The regulatory push is backed by a political directive. In early August, President Trump signed an executive order targeting the practice of debanking. The order described viewpoint-based banking exclusions as “incompatible with a free society” and required regulators to ensure banks base decisions on objective, risk-based factors.

The order also urged agencies to review complaints and, where feasible, reinstate affected customers. Gould’s OCC has since begun collecting and analyzing consumer data tied to account closures and service denials.

Why It Matters for Crypto

For years, crypto businesses have said they were punished simply for existing in a controversial sector. Without access to basic services such as corporate accounts, wire transfers, and payment processing, startups often faced higher operational costs or were forced to bank offshore.
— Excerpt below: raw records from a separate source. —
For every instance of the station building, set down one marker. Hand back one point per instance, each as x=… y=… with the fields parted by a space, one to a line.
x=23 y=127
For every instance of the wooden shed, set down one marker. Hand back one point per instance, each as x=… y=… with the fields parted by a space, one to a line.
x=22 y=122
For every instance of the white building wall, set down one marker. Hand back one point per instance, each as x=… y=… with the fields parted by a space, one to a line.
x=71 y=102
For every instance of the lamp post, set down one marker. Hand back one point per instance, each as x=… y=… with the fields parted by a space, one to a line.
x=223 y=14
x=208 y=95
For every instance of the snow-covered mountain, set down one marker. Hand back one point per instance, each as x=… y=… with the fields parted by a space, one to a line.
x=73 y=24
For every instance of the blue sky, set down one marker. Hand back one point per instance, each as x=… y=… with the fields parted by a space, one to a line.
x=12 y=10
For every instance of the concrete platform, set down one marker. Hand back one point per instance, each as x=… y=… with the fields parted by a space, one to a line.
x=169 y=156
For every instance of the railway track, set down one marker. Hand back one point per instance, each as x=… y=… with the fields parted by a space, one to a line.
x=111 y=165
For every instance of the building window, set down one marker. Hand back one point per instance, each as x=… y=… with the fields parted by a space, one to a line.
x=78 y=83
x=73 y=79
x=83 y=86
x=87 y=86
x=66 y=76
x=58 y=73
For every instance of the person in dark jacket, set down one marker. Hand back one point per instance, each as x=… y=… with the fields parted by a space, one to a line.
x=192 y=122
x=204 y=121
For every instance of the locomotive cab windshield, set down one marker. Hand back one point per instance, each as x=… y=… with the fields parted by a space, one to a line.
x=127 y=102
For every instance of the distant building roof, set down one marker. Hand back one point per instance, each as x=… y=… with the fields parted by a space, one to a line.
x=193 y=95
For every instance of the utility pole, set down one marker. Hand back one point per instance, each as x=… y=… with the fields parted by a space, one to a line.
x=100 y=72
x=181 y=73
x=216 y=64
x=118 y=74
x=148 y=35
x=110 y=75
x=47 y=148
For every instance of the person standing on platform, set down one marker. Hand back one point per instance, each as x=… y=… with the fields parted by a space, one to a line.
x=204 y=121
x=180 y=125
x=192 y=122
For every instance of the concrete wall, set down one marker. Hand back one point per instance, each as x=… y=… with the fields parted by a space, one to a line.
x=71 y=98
Gould’s recognition that debanking is real signals a potential turning point. If the OCC follows through, banks may need to revisit policies that treated crypto clients as too risky by default. The shift could unlock smoother entry points for exchanges, custodians, and payment providers operating in the United States.

Still, not everyone agrees on the scale of the issue. Reuters recently noted that consumer complaint data suggests relatively few confirmed cases of debanking across the broader financial system. Critics argue the debate has been amplified by political rhetoric more than systemic evidence.

Looking Ahead

Whether Gould’s stance results in lasting change depends on implementation. Integrating debanking oversight into licensing and CRA processes would add teeth to regulatory promises, but banks may continue to err on the side of caution until clearer rules for crypto risk management are in place.

For now, crypto firms have won something they have long sought: public acknowledgment from the top U.S. banking regulator that the problem exists. That recognition could mark the start of a more balanced conversation between banks, regulators, and the digital asset industry.